In this query the following can be identified: - Within the MATCH statement "u" is a variable and can be any value needed by the user while the "URL" label is a direct relationship to the BBOT event type. - The WHERE statement allows the query to filter on any of the BBOT event properties like data, tag, or even the label itself. - The RETURN statement is a general presentation of the whole URL event but this can be narrowed down to present any of the specific properties of the BBOT event (RETURN u.data, u.tags).
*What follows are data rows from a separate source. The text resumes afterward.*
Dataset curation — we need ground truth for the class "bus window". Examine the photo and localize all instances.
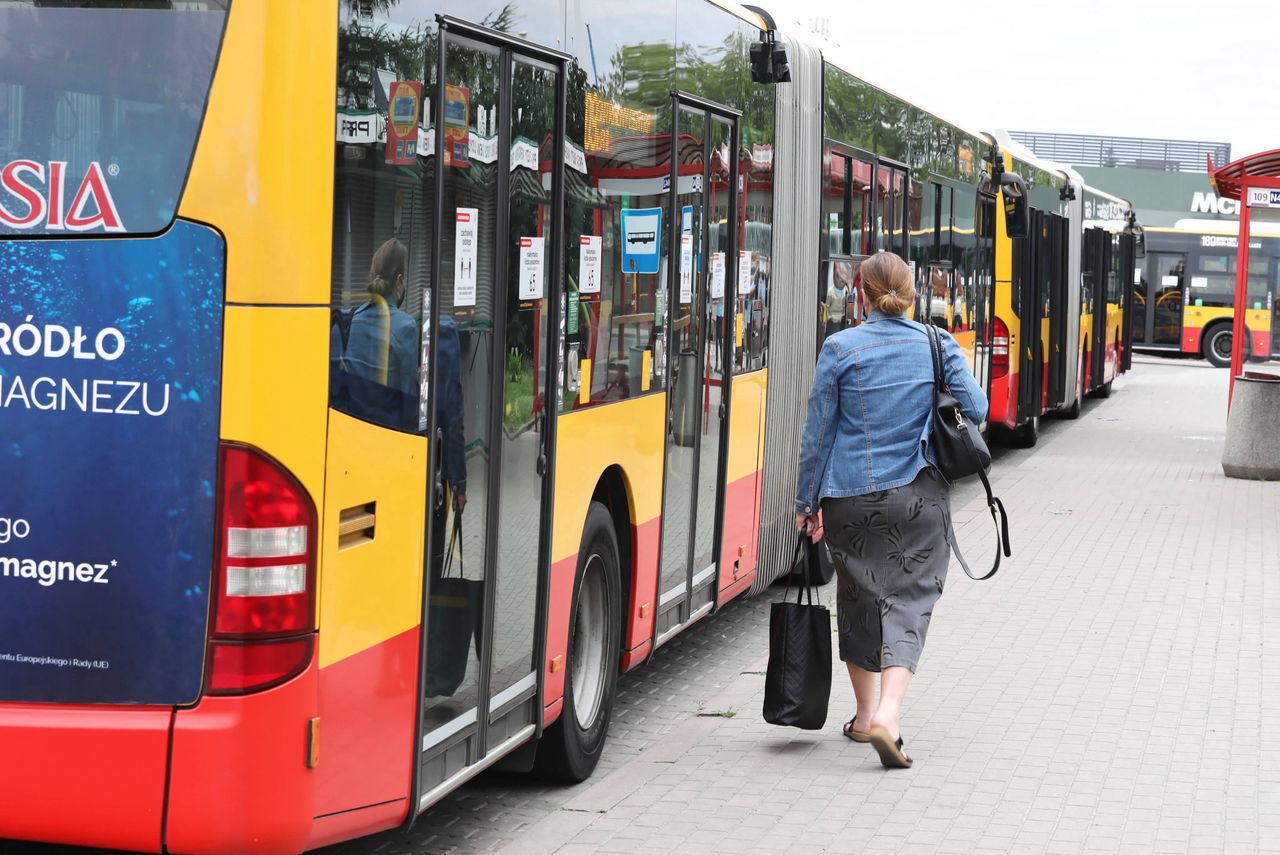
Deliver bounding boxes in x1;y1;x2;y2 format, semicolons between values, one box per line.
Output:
822;152;852;256
0;0;227;237
329;19;430;431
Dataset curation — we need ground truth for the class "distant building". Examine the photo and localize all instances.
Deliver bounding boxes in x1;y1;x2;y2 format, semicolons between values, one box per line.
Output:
1009;131;1240;233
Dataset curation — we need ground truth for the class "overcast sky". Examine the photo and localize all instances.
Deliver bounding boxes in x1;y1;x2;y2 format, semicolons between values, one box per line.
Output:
764;0;1280;157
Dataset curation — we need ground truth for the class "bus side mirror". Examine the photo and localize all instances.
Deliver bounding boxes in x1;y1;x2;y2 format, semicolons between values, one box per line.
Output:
1000;173;1029;238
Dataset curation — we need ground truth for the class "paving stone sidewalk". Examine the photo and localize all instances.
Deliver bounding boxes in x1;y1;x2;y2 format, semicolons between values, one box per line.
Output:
503;360;1280;855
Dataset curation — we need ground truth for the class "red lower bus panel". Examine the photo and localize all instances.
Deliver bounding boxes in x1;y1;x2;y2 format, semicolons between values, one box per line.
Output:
307;798;408;851
315;627;421;818
165;659;325;855
0;704;170;852
622;517;662;649
987;371;1018;429
719;470;762;593
1249;330;1271;357
543;553;577;724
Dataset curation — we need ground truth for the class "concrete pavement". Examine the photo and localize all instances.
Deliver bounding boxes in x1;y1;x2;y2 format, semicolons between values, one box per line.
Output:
491;360;1280;855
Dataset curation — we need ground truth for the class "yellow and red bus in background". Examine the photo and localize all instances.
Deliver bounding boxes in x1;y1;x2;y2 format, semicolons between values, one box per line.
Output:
0;0;1131;852
1133;224;1280;367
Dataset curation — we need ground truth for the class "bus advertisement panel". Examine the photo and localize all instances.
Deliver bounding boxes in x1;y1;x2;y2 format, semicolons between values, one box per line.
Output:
0;223;223;704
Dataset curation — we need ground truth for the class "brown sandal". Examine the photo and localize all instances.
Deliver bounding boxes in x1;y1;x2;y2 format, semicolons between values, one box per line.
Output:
868;726;911;769
845;715;872;742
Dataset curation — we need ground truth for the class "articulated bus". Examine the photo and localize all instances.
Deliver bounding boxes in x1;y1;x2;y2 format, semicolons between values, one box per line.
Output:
1133;224;1280;367
818;131;1140;445
0;0;1131;854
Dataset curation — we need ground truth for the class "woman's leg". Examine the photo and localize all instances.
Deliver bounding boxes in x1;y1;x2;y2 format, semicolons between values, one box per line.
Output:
845;662;876;733
870;666;911;740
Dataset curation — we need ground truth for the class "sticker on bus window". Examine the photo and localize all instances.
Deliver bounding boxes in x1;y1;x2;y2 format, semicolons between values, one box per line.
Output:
680;234;694;306
577;234;604;294
712;252;724;300
622;207;662;273
453;207;480;307
520;234;543;301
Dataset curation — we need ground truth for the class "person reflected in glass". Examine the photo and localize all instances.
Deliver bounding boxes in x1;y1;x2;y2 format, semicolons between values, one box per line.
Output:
332;238;419;430
426;312;484;715
796;252;987;768
827;261;850;335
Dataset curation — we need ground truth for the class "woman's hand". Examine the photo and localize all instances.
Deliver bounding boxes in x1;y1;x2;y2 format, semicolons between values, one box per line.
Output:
796;511;823;543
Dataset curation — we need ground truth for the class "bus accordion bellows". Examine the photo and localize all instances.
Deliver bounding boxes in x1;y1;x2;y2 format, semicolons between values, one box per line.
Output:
0;0;1140;854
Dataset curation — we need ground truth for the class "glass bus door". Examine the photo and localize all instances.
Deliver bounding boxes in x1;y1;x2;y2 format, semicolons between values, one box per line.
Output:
1147;252;1187;348
1039;214;1064;407
655;95;754;644
1012;209;1046;424
419;19;564;805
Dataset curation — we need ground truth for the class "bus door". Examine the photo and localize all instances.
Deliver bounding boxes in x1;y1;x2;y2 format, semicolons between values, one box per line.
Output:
1039;208;1076;410
1084;228;1111;392
1120;234;1138;371
654;93;742;644
419;18;566;793
972;191;1007;397
1146;252;1187;349
1267;259;1280;358
1012;209;1046;424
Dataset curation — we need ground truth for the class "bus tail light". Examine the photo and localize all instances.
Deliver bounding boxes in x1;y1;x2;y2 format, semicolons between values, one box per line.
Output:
991;317;1009;378
207;443;316;695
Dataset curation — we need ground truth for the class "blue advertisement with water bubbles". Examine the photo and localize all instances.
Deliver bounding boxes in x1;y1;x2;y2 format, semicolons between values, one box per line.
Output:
0;221;225;705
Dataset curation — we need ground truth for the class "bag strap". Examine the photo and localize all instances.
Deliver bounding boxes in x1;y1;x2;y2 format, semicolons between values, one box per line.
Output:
440;512;466;579
951;468;1012;582
782;531;813;605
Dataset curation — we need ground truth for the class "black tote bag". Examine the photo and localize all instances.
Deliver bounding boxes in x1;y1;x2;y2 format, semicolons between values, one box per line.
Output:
764;534;831;731
426;515;484;698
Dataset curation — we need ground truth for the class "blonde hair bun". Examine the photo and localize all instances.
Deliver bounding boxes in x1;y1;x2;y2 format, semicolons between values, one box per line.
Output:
859;252;915;315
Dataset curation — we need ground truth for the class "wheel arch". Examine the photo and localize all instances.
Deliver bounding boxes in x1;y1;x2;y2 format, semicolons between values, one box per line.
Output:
582;463;637;655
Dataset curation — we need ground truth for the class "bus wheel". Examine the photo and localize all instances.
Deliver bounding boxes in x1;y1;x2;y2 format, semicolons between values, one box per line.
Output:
1011;416;1039;448
1201;324;1233;369
534;502;622;783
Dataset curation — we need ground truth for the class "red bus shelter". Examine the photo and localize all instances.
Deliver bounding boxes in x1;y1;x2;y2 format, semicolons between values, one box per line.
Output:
1208;148;1280;408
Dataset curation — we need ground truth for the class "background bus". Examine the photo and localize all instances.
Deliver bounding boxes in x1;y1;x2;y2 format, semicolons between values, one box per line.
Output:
1133;228;1280;367
0;0;1131;852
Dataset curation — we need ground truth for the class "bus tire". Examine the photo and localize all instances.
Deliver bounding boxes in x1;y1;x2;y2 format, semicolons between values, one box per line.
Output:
1201;324;1233;369
1010;416;1039;448
534;502;622;783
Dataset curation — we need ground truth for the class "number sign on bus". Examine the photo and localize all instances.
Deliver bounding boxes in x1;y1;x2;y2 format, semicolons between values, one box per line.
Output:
1249;187;1280;207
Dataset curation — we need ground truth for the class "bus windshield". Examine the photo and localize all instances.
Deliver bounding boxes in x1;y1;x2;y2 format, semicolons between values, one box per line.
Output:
0;0;229;237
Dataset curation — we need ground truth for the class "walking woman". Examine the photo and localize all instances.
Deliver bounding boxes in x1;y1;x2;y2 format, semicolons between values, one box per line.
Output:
796;252;987;768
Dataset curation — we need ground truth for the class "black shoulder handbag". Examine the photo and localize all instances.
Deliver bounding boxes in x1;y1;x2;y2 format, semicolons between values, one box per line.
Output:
924;324;1012;581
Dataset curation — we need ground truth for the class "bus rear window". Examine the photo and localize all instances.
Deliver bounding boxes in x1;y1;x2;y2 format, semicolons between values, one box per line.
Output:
0;0;229;237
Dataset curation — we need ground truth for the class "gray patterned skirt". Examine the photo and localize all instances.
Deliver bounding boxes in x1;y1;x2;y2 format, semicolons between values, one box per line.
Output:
822;467;951;673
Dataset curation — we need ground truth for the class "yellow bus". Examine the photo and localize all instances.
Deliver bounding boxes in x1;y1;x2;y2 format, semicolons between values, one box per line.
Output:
0;0;1121;854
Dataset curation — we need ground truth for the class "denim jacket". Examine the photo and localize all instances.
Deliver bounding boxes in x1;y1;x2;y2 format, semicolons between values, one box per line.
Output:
796;311;987;513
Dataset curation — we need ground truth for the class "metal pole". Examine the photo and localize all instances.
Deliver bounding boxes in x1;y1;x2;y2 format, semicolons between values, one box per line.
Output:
1226;193;1253;412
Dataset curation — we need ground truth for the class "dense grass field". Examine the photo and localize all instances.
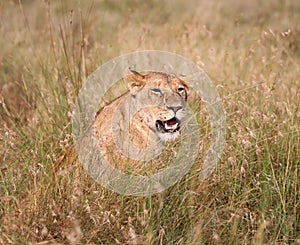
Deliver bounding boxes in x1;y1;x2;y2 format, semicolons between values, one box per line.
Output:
0;0;300;244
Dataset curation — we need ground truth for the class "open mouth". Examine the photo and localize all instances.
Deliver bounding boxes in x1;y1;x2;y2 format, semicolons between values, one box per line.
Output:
155;117;180;133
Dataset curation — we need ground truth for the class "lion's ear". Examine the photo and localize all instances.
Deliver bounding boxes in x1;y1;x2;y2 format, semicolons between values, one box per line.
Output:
126;69;146;95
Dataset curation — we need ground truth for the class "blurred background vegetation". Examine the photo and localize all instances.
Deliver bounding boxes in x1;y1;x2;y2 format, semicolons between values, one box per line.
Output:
0;0;300;244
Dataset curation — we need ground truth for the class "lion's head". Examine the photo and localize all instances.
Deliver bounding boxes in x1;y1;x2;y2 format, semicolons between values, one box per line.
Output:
127;70;188;142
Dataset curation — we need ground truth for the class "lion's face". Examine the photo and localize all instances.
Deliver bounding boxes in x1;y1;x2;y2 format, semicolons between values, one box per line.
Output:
128;71;188;141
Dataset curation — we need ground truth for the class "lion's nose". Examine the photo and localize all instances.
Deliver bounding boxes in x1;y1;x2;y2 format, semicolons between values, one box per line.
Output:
167;106;183;113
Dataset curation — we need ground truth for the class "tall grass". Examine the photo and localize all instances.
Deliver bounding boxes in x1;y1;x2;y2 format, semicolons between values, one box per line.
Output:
0;0;300;244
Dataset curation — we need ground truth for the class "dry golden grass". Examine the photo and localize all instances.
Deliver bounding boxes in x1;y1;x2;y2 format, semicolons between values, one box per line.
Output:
0;0;300;244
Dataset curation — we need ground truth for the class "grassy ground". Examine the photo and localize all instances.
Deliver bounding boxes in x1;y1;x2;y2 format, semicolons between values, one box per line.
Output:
0;0;300;244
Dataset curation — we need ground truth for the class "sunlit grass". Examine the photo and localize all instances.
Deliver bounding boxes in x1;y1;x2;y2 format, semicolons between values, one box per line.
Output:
0;0;300;244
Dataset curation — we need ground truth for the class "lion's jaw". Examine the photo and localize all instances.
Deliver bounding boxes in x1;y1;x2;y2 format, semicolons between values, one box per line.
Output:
134;88;186;142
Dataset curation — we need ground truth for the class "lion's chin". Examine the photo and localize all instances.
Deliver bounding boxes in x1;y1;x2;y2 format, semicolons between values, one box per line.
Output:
159;131;180;142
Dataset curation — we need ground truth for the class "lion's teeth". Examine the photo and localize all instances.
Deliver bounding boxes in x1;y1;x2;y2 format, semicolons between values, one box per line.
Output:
165;123;178;129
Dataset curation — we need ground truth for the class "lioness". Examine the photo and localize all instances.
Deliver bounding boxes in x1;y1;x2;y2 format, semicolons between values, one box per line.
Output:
93;70;188;172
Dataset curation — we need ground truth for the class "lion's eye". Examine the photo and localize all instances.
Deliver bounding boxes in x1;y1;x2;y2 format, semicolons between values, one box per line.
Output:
151;88;162;94
177;87;185;94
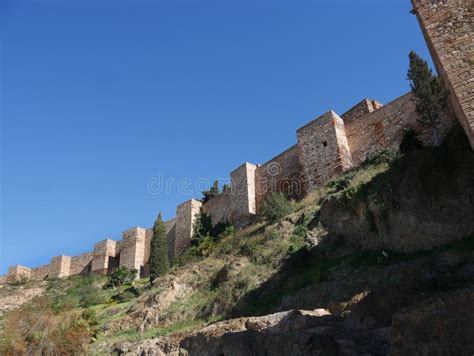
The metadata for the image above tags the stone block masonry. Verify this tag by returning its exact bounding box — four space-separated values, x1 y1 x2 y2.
91 239 118 274
0 0 474 283
297 111 353 192
49 255 71 278
412 0 474 149
255 145 303 212
173 199 202 255
120 226 146 274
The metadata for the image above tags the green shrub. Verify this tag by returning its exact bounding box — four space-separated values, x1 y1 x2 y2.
189 213 235 257
8 276 28 286
112 287 140 303
105 267 138 288
262 193 293 222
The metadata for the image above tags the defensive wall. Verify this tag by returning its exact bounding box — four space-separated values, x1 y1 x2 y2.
412 0 474 149
0 0 474 283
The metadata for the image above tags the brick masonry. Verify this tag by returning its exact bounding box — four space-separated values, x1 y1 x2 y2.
412 0 474 149
0 0 474 283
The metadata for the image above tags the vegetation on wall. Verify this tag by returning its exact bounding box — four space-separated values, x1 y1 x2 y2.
407 51 447 144
150 213 170 283
262 192 293 222
190 212 235 256
201 180 221 204
105 266 138 288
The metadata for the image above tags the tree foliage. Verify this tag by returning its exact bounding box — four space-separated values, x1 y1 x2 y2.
150 214 170 284
201 180 221 204
105 267 138 288
407 51 447 144
191 212 235 256
262 192 293 222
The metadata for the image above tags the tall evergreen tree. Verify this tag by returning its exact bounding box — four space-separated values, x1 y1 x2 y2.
407 51 447 144
150 213 170 284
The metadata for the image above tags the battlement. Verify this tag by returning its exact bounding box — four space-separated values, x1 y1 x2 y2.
411 0 474 149
0 93 452 281
0 0 474 283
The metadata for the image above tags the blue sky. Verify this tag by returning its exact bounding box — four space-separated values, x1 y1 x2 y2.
0 0 429 274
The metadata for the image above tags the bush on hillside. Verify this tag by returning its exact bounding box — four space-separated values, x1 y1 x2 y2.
112 287 140 303
150 213 170 284
262 193 293 222
105 267 138 288
190 213 235 257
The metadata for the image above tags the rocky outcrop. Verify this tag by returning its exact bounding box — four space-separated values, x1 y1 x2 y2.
391 289 474 355
321 128 474 252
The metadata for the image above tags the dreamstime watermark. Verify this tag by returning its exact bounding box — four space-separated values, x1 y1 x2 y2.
147 162 303 196
147 172 230 196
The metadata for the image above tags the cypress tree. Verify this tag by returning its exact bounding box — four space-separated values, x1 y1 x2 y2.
407 51 447 144
150 213 169 285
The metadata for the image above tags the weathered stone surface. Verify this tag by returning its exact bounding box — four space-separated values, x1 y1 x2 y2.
412 0 474 149
297 111 353 192
0 0 474 280
173 199 202 255
391 289 474 355
49 255 71 278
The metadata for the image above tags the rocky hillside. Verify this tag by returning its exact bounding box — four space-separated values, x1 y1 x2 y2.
0 124 474 355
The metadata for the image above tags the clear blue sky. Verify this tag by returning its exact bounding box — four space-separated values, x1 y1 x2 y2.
0 0 429 274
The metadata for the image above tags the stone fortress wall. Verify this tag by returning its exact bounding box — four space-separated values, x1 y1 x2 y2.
411 0 474 149
0 0 474 283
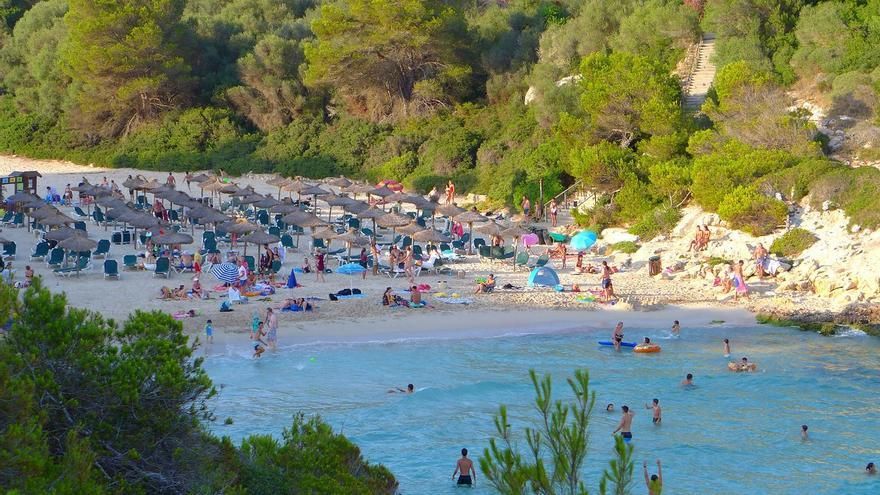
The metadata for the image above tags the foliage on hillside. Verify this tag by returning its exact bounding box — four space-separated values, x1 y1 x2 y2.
0 0 880 231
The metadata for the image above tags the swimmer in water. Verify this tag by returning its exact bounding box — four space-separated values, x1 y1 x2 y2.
611 406 633 443
681 373 694 387
611 321 623 351
388 383 416 394
452 449 477 486
645 399 663 425
642 459 663 495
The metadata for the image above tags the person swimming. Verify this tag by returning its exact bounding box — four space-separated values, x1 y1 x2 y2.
681 373 695 387
452 449 477 486
645 399 663 425
388 383 416 394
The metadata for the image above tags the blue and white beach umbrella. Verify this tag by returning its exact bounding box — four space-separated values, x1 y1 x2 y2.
336 263 367 289
210 263 238 284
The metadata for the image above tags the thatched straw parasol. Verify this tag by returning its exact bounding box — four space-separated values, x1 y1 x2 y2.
454 211 489 254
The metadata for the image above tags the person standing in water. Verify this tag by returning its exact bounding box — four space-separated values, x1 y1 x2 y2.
452 449 477 486
642 459 663 495
611 321 623 351
611 406 633 443
645 399 663 425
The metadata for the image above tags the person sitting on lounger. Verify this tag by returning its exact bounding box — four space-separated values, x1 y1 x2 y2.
474 273 495 294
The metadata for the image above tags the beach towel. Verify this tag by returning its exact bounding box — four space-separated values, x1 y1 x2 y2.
434 297 474 304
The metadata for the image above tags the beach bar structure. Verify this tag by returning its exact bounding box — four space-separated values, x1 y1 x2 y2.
0 170 42 197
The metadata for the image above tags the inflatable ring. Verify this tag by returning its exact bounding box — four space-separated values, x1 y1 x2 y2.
633 344 660 353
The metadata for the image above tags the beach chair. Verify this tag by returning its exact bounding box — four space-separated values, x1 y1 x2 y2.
477 244 492 260
3 242 16 260
526 254 550 268
52 256 90 277
122 254 137 270
46 248 64 268
104 260 119 280
31 241 49 261
281 234 294 249
513 251 530 270
153 256 171 278
92 239 110 258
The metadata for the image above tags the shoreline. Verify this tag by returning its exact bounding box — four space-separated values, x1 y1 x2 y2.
198 305 756 350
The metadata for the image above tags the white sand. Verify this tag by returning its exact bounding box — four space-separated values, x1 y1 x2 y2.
0 156 868 350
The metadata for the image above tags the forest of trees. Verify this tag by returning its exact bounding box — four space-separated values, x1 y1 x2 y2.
0 0 880 236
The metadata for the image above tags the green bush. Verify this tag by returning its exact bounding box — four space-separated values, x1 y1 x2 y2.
629 206 681 241
810 167 880 229
718 186 788 236
611 241 639 254
770 228 818 258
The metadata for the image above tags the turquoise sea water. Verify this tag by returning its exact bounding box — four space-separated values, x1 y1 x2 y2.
205 315 880 495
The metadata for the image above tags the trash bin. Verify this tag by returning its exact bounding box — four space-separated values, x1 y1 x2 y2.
648 256 663 277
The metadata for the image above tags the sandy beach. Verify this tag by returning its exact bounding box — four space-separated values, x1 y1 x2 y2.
0 156 880 344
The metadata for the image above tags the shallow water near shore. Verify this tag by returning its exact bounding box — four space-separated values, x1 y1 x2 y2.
205 320 880 495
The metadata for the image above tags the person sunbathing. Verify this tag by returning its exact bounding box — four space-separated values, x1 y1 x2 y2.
474 273 495 294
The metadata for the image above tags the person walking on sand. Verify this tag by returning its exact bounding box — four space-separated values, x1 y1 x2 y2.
205 320 214 344
266 308 278 351
611 406 633 443
645 399 663 425
315 251 327 282
642 459 663 495
755 242 767 278
611 321 623 351
733 260 749 301
452 449 477 486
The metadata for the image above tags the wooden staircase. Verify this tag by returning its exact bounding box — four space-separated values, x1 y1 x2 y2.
683 33 715 112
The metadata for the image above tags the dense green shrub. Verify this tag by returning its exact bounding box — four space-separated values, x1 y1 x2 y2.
718 186 788 236
810 167 880 228
629 206 681 241
770 228 818 258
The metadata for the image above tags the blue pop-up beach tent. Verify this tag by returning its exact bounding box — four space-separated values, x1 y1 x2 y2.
528 266 559 287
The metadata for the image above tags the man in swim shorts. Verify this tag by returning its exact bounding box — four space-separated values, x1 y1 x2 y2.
611 406 633 443
452 449 477 486
611 321 623 351
645 399 663 425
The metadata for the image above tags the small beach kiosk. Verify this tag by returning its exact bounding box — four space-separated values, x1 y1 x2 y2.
0 170 42 197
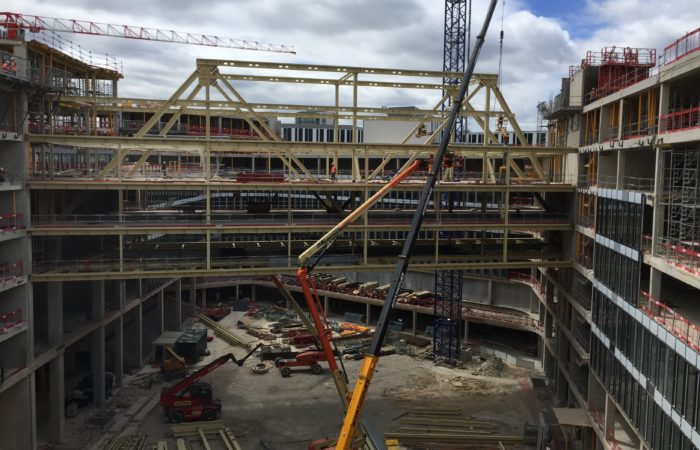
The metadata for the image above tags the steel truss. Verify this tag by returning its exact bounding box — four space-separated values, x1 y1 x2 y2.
30 59 566 182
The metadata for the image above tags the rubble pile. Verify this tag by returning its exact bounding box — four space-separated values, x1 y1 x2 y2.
472 358 505 377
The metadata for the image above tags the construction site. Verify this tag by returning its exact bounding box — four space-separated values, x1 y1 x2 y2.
0 0 700 450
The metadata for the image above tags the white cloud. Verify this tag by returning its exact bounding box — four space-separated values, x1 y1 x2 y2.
4 0 698 128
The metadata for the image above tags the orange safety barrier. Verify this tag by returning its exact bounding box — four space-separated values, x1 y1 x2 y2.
659 106 700 133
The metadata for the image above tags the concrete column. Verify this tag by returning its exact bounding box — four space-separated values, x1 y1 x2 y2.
642 146 666 256
617 99 625 139
47 281 63 347
90 280 105 406
649 267 662 301
615 152 627 189
659 83 671 116
90 327 105 406
135 301 143 366
28 371 37 448
113 316 124 386
605 393 615 440
156 289 165 336
48 351 66 443
175 278 182 330
190 277 197 308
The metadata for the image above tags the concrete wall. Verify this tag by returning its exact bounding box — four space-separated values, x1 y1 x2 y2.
358 272 532 311
0 377 34 450
491 282 532 311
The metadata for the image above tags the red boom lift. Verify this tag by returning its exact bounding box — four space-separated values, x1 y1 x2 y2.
160 344 261 423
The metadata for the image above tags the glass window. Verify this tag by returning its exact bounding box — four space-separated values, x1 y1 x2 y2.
683 364 698 429
671 356 688 415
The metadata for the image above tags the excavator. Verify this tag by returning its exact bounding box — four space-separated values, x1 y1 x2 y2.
160 344 262 423
273 0 498 450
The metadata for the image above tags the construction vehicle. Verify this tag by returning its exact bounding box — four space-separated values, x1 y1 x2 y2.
275 350 328 378
330 0 498 450
160 347 187 380
160 344 262 423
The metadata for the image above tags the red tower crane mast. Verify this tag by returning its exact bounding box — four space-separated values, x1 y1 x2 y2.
0 12 296 54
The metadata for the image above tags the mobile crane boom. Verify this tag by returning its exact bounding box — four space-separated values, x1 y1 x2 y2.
0 12 296 54
161 344 262 398
335 0 498 450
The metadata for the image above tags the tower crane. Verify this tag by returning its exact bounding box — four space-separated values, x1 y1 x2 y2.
0 12 296 54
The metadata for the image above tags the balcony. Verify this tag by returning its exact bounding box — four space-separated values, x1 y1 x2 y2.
640 291 700 352
0 261 26 292
0 214 24 241
659 106 700 133
659 28 700 66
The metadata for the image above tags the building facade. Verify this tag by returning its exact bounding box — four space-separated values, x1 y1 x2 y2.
540 30 700 449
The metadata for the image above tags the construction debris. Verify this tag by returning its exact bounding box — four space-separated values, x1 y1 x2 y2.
472 357 505 377
384 408 525 448
102 434 147 450
171 420 241 450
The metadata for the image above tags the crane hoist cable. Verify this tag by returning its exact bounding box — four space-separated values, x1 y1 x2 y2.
491 0 506 111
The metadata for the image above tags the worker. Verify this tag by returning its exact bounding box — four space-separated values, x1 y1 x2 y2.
442 153 454 181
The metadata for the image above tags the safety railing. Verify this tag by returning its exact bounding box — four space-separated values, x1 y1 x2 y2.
464 307 544 331
659 28 700 65
600 126 619 143
571 326 591 352
656 238 700 276
30 209 570 228
598 175 654 192
0 214 24 230
0 308 24 334
659 106 700 133
0 51 30 81
622 118 658 139
583 65 657 105
639 291 700 352
119 119 259 139
508 272 544 295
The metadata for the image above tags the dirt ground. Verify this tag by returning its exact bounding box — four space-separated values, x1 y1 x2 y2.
80 314 537 450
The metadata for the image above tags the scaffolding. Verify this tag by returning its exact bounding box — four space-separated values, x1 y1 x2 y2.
433 270 466 364
657 148 700 272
The following are a few recommended queries to get started with:

// Get all "in-scope" DNS Nodes and return just data and tags properties
MATCH (n:DNS_NAME)
WHERE "in-scope" IN n.tags
RETURN n.data, n.tags
// Get the count of labels/BBOT events in the Neo4j Database
MATCH (n)
RETURN labels(n), count(n)
// Get a graph of open ports associated with each domain
MATCH z = ((n:DNS_NAME) --> (p:OPEN_TCP_PORT))
RETURN z
// Get all domains and IP addresses with open TCP ports
MATCH (n) --> (p:OPEN_TCP_PORT)
WHERE "in-scope" in n.tags and (n:DNS_NAME or n:IP_ADDRESS)
WITH *, TAIL(SPLIT(p.data, ':')) AS port
RETURN n.data, collect(distinct port)
// Clear the database
MATCH (n) DETACH DELETE n

This is not an exhaustive list of clauses, filters, or other means to use cypher and should be considered a starting point. To build more advanced queries consider reading Neo4j's Cypher documentation.

Additional note: these sample queries are dependent on the existence of the data in the target neo4j database.